Kidnapping again!!

I thought of this poster last night as I read journalist Bill Shaner's account of the kidnapping of a woman from her neighborhood in Worcester, Mass. In video taken by Shaner and others, Worcester police hold back a crowd attempting to the stop the abduction by federal officers – men with faces covered, wearing a variety of agency IDs (ICE, CBP, ATF). The crowd – neighbors, community organizers, a city council member, family – shouted "Don't take the mother!" and demanded to see the warrant. According to Shaner, Worcester police officers responded "This is federal" and "They don't need a warrant." They also arrested two people, including the woman's distraught 16-year-old daughter.
Back to the poster. There are a lot of these posters in the Boston Public Library collection, this particular one was made in 1854 following the kidnapping of Anthony Burns. A 20-year-old clothing store clerk, Burns had self-emancipated from enslavement in Virginia and begun a new life in Boston when he was tricked by U.S. Marshals into going with them to the courthouse, whereupon he learned they were there to return him to slavery.
The marshals had to trick Burns into going quietly, because Boston's Committee of Vigilance was top tier. Made up of hundreds of residents of every race and class, they could assemble at a moment's notice and would do just about anything to protect their self-emancipated neighbors, including physically overpowering the authorities. They probably looked a lot like the group of regular people who tried to stop the Worcester abduction yesterday, but with fewer women.
The marshals tried to keep Burns' hearing the next day secret, too, but an abolitionist attorney found out about it anyway and sent out the alarm, hence the poster.
Did the woman yesterday even get a hearing, or has she been denied due process like Kilmar Abrego Garcia?
A report from the scene of a horrifying kidnapping on the streets of Worcester, MA today by @billshaner.bsky.social www.welcometohellworld.com/they-dont-ne...

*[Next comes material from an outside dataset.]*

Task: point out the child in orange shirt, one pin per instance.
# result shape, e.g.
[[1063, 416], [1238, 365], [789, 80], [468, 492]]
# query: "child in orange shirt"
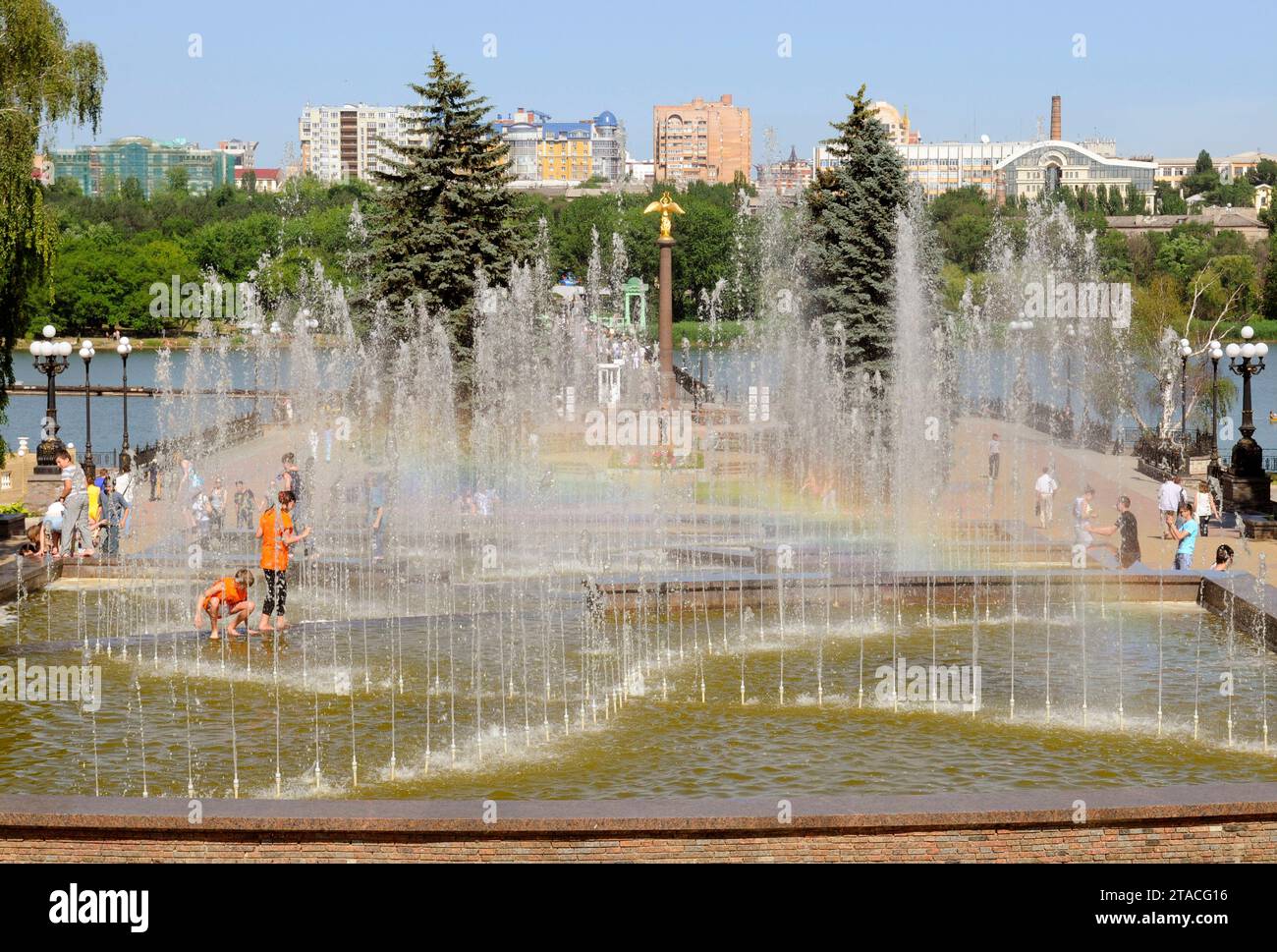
[[226, 595], [275, 530]]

— Luke O'Neil (@lukeoneil47.bsky.social) 2025-05-08T22:53:59.298Z
The attorney convinced Burns to let him defend him in court but after nine days throwing every legal wrench in the works, Burns was ordered to be returned to slavery. The judge said he didn't want to do it, but the Fugitive Slave Act was legal, and Anthony Burns's presence in the free commonwealth of Massachusetts was not.
Has the woman yesterday been able to speak to an attorney, or is she as alone before a judge as that 4-year-old in New York?

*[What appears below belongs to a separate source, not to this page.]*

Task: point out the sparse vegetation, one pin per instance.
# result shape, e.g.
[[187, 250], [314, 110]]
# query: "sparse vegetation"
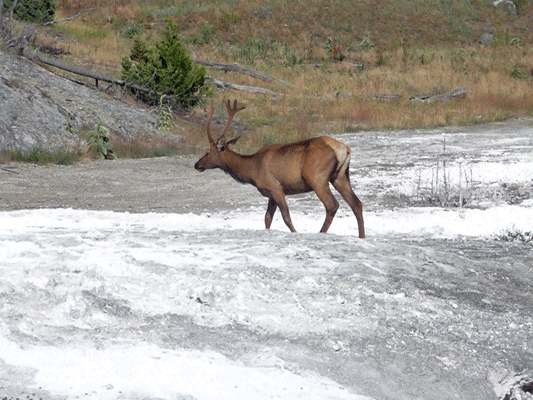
[[336, 56], [41, 157], [37, 11]]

The Boston vigilance committee tried a last-minute rescue riot, but local police stepped in and quelled the attempt, arresting three people and ensuring Burns's return to Virginia, where he would be beaten and imprisoned in conditions so poor he would never fully regain his health, dying at age 28 – in freedom in Canada.
When federal agents found themselves "surrounded" yesterday mid-abduction, they called in Worcester cops, whose chief assured the city council in January they would not assist Trump's assault on immigrants. But, as Shaner wrote, "what he didn't say is that if you try to stop the civil arrest, the police will stop you from stopping it."

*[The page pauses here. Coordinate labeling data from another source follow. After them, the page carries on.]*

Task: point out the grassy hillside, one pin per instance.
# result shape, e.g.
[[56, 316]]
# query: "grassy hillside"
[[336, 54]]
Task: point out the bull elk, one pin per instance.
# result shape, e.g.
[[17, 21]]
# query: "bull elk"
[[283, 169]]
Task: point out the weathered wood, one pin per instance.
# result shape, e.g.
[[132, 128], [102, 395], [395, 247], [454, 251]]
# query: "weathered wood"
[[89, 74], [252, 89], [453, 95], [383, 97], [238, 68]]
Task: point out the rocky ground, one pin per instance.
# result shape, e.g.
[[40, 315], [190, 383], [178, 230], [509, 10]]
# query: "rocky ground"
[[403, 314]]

I try to share original perspectives on history here, but sometimes there is nothing else to say besides: Goddammit, we are doing the exact same thing again?! I hate the glibness of the moral of the story being "history repeats itself" – because it doesn't have to! "History repeats itself" confers an undue sense of inevitability, which then confers undue resignation.
I had thought federal kidnappings were one part of history we had safely made it past. I was wrong. So, fine, if history is going to repeat itself, let the vigilance committees repeat themselves, too. Let them spread to every city and hamlet, grow in ranks, and win some battles alongside the heroic loss of yesterday.
And let them win the war. Just like they did the first time.